To Protect Voting Rights, We Need a Democratic Constitution
On this day 60 years ago, the Voting Rights Act was signed into law. Its protections have been rolled back in recent years — and our fundamentally undemocratic Constitution is to blame.

President Lyndon B. Johnson hands a pen to civil rights leader Rev. Martin Luther King Jr during the the signing of the Voting Rights Act in Washington, DC, on August 6, 1965. (Washington Bureau / Getty Images)
On March 7, 1965, hundreds of civil rights activists departed from Selma headed toward Montgomery, Alabama, along US Route 80. The march, part of a larger voting rights movement taking place across the South, was led by twenty-five-year-old John Lewis of the Student Nonviolent Coordinating Committee and Rev. Hosea Williams of the Southern Christian Leadership Conference (SCLC).
Everything went according to plan until the marchers — many of them residents of Selma, joined by clergy, students, and national movement organizers — crossed the Edmund Pettus Bridge, where they encountered a wall of Alabama state troopers on the other side. The police attacked, beating the marchers with nightsticks, firing tear gas, and charging them on horseback during a day of violence later known as Bloody Sunday. The assault was captured on video, and during that evening’s NBC broadcast, confused viewers thought they were watching footage of atrocities in Nazi Germany.
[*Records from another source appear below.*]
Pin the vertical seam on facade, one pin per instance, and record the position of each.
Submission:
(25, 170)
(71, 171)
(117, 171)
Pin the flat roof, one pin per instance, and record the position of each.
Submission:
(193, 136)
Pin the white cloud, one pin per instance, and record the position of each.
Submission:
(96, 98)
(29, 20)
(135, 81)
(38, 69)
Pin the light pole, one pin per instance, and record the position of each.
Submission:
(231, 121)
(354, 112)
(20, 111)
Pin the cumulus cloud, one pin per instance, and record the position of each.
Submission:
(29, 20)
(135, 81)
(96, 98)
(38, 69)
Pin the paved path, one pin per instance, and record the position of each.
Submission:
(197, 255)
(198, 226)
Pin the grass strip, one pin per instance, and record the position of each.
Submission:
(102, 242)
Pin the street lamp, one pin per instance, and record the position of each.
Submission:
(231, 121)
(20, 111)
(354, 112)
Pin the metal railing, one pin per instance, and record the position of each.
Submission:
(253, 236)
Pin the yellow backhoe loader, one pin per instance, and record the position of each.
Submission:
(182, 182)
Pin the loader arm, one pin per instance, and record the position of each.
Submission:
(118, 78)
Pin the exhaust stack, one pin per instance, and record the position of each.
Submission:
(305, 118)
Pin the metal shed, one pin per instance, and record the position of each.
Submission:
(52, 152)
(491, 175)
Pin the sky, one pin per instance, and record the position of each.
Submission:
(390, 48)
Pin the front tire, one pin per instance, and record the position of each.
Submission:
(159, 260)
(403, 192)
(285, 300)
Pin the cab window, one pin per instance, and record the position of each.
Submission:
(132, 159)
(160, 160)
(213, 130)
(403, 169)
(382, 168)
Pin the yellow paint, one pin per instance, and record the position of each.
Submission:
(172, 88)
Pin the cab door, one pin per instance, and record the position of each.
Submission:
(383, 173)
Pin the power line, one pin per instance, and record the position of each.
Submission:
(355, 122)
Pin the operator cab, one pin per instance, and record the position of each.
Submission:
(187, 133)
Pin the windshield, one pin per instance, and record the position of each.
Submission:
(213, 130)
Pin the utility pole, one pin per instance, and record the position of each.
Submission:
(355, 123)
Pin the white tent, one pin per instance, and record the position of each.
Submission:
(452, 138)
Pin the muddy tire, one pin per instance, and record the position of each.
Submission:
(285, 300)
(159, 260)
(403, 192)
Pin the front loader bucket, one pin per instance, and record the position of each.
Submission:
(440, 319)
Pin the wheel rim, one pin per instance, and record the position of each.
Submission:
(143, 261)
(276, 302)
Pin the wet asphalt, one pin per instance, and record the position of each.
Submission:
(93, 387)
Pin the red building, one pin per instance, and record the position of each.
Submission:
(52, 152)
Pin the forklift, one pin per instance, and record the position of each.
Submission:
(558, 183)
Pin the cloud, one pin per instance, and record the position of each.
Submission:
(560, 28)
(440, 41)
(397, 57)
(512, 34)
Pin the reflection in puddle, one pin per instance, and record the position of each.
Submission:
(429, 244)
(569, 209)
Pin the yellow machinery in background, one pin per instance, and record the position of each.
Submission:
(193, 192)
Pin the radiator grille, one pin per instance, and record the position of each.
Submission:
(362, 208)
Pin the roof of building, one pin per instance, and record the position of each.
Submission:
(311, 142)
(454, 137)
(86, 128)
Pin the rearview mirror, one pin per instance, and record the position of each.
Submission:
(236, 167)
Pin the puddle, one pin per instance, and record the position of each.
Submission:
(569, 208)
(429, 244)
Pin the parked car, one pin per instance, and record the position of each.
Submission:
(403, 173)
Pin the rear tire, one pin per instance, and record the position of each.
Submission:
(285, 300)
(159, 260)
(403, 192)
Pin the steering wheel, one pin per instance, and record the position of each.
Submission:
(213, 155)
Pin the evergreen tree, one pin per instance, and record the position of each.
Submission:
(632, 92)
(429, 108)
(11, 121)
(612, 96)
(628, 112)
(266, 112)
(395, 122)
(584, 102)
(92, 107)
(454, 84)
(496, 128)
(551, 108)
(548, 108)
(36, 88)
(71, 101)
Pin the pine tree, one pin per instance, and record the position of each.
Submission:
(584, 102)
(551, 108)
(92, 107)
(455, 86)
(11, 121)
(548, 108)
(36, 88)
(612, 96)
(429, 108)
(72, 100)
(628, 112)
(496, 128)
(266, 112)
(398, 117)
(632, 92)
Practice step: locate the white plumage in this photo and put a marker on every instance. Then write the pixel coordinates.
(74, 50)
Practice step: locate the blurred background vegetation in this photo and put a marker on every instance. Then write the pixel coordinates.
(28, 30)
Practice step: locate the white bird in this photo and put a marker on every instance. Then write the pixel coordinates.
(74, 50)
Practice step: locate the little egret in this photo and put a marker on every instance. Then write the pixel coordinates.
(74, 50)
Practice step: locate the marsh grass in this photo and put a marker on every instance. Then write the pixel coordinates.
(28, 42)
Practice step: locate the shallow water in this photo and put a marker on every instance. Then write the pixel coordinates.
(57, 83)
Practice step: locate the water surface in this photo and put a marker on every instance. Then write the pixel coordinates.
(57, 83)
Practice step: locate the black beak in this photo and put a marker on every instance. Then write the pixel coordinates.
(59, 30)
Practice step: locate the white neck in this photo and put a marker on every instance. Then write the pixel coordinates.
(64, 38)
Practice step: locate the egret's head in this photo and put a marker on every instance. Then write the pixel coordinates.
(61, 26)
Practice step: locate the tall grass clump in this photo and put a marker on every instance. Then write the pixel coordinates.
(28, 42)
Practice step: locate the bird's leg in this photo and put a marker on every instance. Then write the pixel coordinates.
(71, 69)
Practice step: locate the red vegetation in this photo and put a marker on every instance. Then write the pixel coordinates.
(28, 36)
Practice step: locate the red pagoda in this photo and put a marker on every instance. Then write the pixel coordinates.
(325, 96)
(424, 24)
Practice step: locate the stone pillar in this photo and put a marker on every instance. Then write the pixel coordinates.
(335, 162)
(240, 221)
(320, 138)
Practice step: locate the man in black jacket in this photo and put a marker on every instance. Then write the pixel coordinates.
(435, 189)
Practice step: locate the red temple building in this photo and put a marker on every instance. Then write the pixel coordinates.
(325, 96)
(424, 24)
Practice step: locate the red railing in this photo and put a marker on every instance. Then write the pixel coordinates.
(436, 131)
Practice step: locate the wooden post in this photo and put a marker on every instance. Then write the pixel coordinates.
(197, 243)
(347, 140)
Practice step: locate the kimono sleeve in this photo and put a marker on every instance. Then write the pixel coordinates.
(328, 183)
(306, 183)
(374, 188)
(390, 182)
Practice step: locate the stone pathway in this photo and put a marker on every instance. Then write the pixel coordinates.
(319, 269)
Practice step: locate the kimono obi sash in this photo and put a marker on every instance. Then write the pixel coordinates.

On August 6, in the presence of Lewis, Martin Luther King Jr, and other civil rights leaders, President Lyndon Johnson signed the Voting Rights Act (VRA) of 1965. The law banned tactics long used to suppress black voters, allowed federal monitoring and intervention of elections, and permitted the government to bring lawsuits against states or counties that violated equal ballot access. It also created a preclearance process, in which states with a history of voter discrimination, as judged by a coverage formula, were required to seek preapproval from the attorney general before changing any voting or election procedures.